Peripheral MRA is an excellent, non-invasive imaging method that routinely guides clinical decisions and has been widely used as the first-line diagnostic tool in arterial vessel imaging [1214]. A number of studies have already demonstrated the value of contrast-enhanced, high spatial resolution MRA for the peripheral vasculature [15, 16]. The success of peripheral MRA is thereby based on recent technical developments like higher field strengths, multi-RF receiver channels and dedicated receiver coils as the 36-element coil that allows for a more effective implementation of parallel imaging[17, 18] without a significant loss in SNR [19, 20]. The beneficial SNR gains of 3.0 T scanners can thereby be translated in a higher temporal and/or spatial resolution. Besides, the field strength reduces the T1-shortening of gadolinium chelates while increasing the T1-relaxation of the protons of the stationary background tissue [21, 22] and thus improving the detectability of even small vessels of the vessel periphery. In this study, we used a dose level 0.07 mmol/kg BW for the entire run-off vasculature Using a low dose regimen, which was evaluated for gadobutrol before in a separate study [9], the overall diagnostic image quality was significantly higher for gadobutrol than for gadoterate meglumine, which may be mainly related to the 40% higher relaxivity at 3.0 T compared gadoterate meglumine [6]. The 1:1 dilution of the 1.0 M gadolinium chelate, gadobutrol, with saline, resulting in a contrast agent bolus geometry similar to the 0.5 M gadolinium chelate, gadoterate meglumine, might have particularly disadvantaged gadobutrol compared to gadoterate meglumine by reducing the higher T1-shortening, a combination effect of relaxivity and concentration.

The superior image quality of gadobutrol has already been proven in many instances [20, 23, 24]. Goyen et al. demonstrated superior image quality of gadobutrol vs 0.5 M Gd-DTPA, both injected at the same dose level, for whole body-MRA in healthy volunteers [23]. Mean signal-to-noise ratio and contrast-to-noise ratio values were significantly higher using gadobutrol. In an intraindividual comparative study at abdominal contrast-enhanced 3D MR angiography, depiction of small abdominal vessels was significantly better and vessel-to-tissue contrast significantly higher with 1.0 M gadobutrol than with an equimolar dose of 0.5 M Gd-DTPA [20].

Our comparison of two different macrocyclic GBCA, with the lowest propensity to release gadolinium [5], in clinically evaluated low-dose protocols at 3.0 T, favors the high T1-relaxivity [6] GBCA, gadobutrol over gadoterate meglumine. A gadobutrol enhanced low-dose protocols at 3.0 T can be considered to be an appropriate strategy especially in risk patients (e.g. severe renal impairment) [9].

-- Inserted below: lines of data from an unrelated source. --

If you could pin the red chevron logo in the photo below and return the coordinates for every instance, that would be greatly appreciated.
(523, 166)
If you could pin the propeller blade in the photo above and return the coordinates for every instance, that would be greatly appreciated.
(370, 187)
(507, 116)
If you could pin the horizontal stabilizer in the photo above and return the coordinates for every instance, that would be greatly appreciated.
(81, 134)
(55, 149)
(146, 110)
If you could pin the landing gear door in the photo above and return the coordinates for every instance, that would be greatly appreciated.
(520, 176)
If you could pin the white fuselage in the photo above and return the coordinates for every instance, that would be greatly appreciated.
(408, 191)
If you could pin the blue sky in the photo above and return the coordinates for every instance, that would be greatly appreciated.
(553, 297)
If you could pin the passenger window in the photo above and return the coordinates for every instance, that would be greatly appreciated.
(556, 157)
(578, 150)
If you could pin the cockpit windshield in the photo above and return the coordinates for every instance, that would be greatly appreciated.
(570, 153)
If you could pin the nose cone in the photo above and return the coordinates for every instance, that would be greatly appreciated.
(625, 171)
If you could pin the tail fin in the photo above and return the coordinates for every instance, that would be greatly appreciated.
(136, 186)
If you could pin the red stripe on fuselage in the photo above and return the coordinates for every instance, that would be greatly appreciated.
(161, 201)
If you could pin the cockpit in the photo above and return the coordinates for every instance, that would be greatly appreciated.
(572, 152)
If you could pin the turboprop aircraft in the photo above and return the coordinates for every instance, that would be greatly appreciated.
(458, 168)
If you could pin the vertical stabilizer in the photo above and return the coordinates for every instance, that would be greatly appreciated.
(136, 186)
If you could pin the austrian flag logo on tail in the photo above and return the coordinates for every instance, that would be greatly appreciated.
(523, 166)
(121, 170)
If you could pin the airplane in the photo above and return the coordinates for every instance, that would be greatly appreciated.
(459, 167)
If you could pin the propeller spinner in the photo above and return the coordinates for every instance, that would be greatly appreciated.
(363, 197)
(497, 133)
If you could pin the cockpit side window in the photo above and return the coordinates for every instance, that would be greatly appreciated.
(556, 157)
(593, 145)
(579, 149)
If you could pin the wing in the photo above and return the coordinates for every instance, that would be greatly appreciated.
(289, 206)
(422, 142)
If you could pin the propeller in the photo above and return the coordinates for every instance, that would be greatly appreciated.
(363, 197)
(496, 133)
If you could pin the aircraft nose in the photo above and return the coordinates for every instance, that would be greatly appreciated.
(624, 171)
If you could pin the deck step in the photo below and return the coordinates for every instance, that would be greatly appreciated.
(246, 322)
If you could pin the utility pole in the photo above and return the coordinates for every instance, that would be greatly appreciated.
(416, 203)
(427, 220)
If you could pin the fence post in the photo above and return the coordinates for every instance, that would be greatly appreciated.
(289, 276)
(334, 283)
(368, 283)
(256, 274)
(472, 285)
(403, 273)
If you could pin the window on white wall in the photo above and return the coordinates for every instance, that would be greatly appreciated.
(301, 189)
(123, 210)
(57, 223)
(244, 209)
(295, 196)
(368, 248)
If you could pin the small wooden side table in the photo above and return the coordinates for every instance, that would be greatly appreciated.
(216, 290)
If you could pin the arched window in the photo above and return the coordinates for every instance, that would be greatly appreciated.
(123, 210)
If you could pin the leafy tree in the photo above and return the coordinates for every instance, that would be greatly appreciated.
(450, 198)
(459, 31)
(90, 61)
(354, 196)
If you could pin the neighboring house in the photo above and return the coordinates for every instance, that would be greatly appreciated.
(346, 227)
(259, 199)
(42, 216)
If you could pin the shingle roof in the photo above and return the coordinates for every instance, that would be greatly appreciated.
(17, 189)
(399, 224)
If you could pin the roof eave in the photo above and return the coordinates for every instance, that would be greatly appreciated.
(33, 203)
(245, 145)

The median image quality was thoroughly assessed as good or excellent by all readers, except for one segment in the gadoterate meglumine group, assessed as moderate by two readers. In the calf station image quality of many vessels segments were assessed as non-excellent, mainly due to venous enhancement and delayed flow due to filling over collateral vessels. Altered hemodynamics and venous overlay are a common problem in diagnostic MRA, which can be solved by time-resolved MRA, which was not part of the current study, but could deliver purely arterial images without venous overlay and therefore increase diagnostic accuracy for the calf station as already proven in a previous study [9].

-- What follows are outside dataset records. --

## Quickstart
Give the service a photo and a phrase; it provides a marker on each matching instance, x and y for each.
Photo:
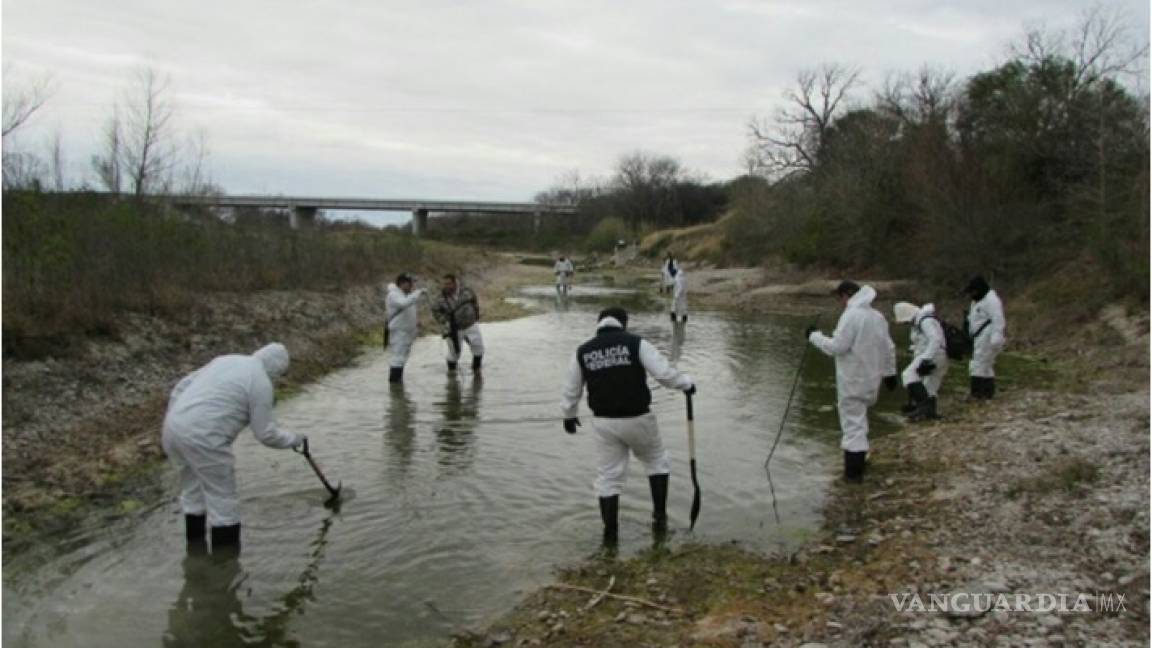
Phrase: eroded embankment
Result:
(1041, 491)
(81, 430)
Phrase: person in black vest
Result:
(615, 364)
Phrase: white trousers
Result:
(615, 441)
(984, 358)
(932, 382)
(207, 479)
(400, 345)
(853, 423)
(470, 336)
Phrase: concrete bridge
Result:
(302, 209)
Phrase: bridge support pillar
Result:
(302, 217)
(419, 221)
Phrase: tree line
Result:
(142, 151)
(1038, 162)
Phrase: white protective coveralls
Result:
(616, 437)
(988, 314)
(865, 355)
(929, 343)
(680, 294)
(206, 411)
(400, 309)
(666, 277)
(563, 270)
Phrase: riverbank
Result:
(1040, 491)
(81, 429)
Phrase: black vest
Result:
(616, 379)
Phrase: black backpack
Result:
(957, 343)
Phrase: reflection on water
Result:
(468, 492)
(459, 412)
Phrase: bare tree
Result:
(1100, 45)
(791, 141)
(21, 102)
(107, 164)
(646, 187)
(146, 149)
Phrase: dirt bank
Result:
(81, 429)
(1041, 491)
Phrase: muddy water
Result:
(462, 494)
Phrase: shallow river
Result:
(462, 494)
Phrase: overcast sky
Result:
(477, 99)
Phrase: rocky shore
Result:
(1031, 502)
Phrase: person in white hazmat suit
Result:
(667, 273)
(986, 329)
(402, 319)
(563, 269)
(679, 295)
(865, 356)
(614, 366)
(206, 412)
(926, 371)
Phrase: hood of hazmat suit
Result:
(400, 309)
(904, 311)
(862, 347)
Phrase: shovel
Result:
(334, 492)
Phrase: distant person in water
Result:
(679, 296)
(206, 412)
(402, 323)
(667, 273)
(459, 311)
(614, 366)
(563, 270)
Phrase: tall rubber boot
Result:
(854, 466)
(226, 541)
(659, 487)
(919, 393)
(196, 534)
(609, 513)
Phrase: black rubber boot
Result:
(609, 513)
(226, 541)
(196, 534)
(659, 487)
(854, 466)
(919, 393)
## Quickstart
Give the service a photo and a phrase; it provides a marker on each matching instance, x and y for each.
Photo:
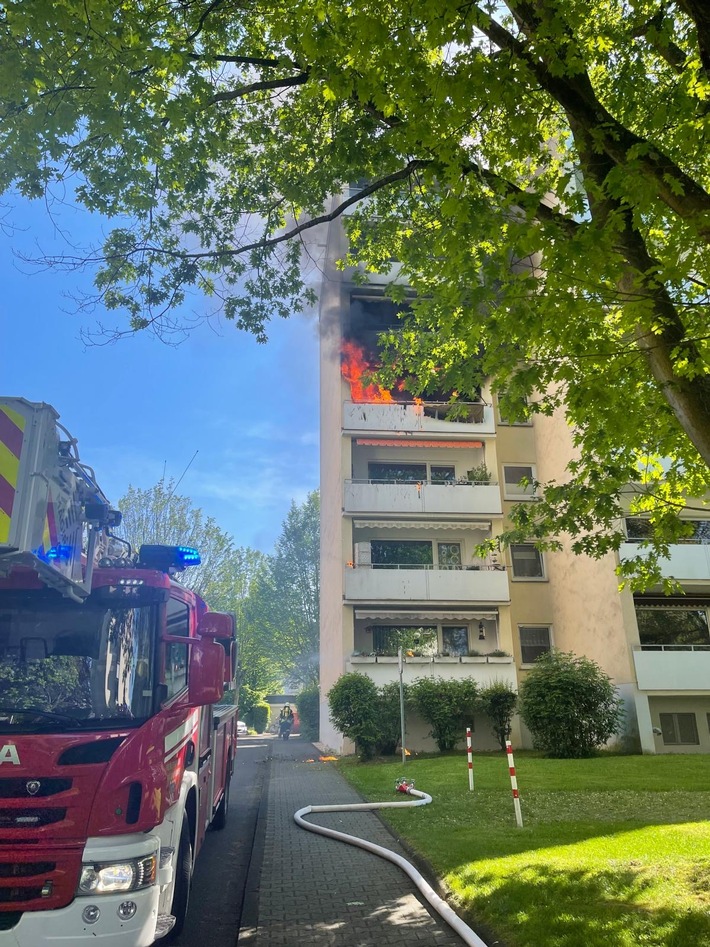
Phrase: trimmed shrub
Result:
(354, 711)
(570, 705)
(448, 706)
(498, 702)
(308, 704)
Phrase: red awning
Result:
(411, 442)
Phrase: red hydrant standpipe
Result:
(403, 785)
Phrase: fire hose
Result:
(468, 935)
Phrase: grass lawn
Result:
(614, 852)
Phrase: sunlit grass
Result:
(614, 852)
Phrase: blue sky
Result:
(139, 407)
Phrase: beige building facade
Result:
(409, 490)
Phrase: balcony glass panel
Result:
(672, 626)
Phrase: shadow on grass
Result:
(547, 907)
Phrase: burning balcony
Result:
(408, 418)
(374, 408)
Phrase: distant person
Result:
(286, 718)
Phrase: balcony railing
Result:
(458, 498)
(427, 417)
(403, 582)
(672, 667)
(687, 561)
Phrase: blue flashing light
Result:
(59, 554)
(168, 558)
(187, 556)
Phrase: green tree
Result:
(498, 701)
(569, 705)
(540, 170)
(448, 706)
(159, 515)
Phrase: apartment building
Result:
(410, 488)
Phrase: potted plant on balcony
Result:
(416, 657)
(445, 657)
(499, 657)
(473, 657)
(479, 474)
(362, 657)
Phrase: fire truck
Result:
(117, 743)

One major limitation of this study is that no independent standard of truth was available. Therefore, the sensitivity and specificity of the gadobutrol-enhanced or the gadoterate meglumine-enhanced MRA could not be established. The results of the analysis of significance and power might be influenced by our specific clinical study used for the data generation, but mainly on the size of the effect and not the direction.

Conclusion

This study demonstrates three major facts: First, peripheral MRA with gadobutrol allows for a higher diagnostic confidence than peripheral MRA with gadoterate meglumine. Second, based on these data it could be shown that increasing the number of readers can be equally effective as including a higher number of patients for the evaluation of efficacy in diagnostic contrast agent studies. Third, the statistical approaches GEE and modified adjusted Chi²-test lead to similar p-values when analyzing binary endpoints.